Hicieron entrar a Biedermeyer en la parte de atrás del coche de Fabel. El panadero estaba encorvado en los confines del asiento y tenía el aspecto de algo doblado apresuradamente para que cupiera en un espacio insuficiente. Werner se sentó a su lado y, a pesar de su altura, parecía pequeño en comparación.
Antes de encender el motor, Fabel se dio la vuelta y se enfrentó a Biedermeyer.
– Ha dicho que su trabajo está terminado. ¿Por qué lo ha dicho? Sé que no ha hecho todo lo que planeó. He seguido las conexiones… Los cuentos… Le queda al menos uno más…
Biedermeyer sonrió y las arrugas alrededor de los ojos volvieron a formar pliegues profundos. Y, una vez más, le recordaron a Fabel la forma en que sonreía su hermano Lex. Esa idea le heló la sangre.
– Tenga paciencia, Herr Kriminalhauptkommissar. Tenga paciencia.
Viernes, 30 de abril. 13:30 h
POLIZEIPRÄSIDIUM, HAMBURGO
F abel, Maria y Werner esperaban en la sala de interrogatorios. Habían discutido la estrategia de las preguntas que le harían a Biedermeyer antes de entrar, y luego se quedaron sentados, en un silencio involuntario. Cada uno de ellos trató de pensar en algo que decir, aunque fuera una broma, para romper el silencio. Pero no pudieron hacerlo. En cambio, Fabel y Werner se sentaron a la mesa con la grabadora y el micrófono en el centro, mientras Maria se apoyó en la pared.

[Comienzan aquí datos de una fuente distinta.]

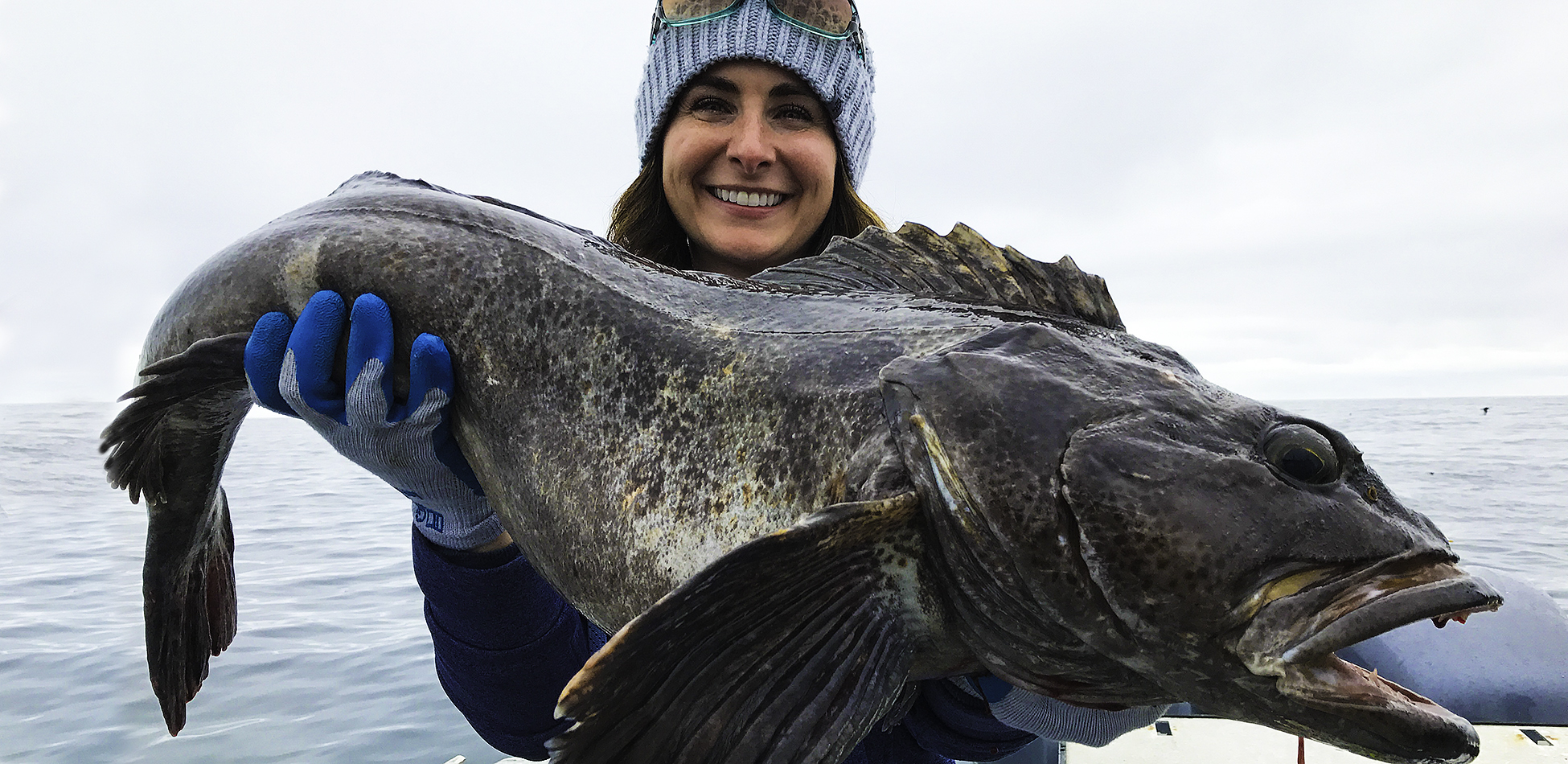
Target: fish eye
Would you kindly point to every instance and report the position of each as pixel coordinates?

Esperaban que les trajeran al monstruo.
Oyeron unas pisadas que se acercaban. Fabel sabía que era imposible en términos médicos, pero habría jurado que sintió que su presión sanguínea aumentaba. Tenía algo duro en el pecho, formado por la excitación, el miedo y la determinación, que se habían combinado para formar algo que no tenía nombre. Las pisadas se detuvieron y entonces un agente de la SchuPo abrió la puerta de la sala. Otros dos SchuPos hicieron entrar a Biedermeyer, que estaba esposado. Parecían insignificantes al lado de su tamaño.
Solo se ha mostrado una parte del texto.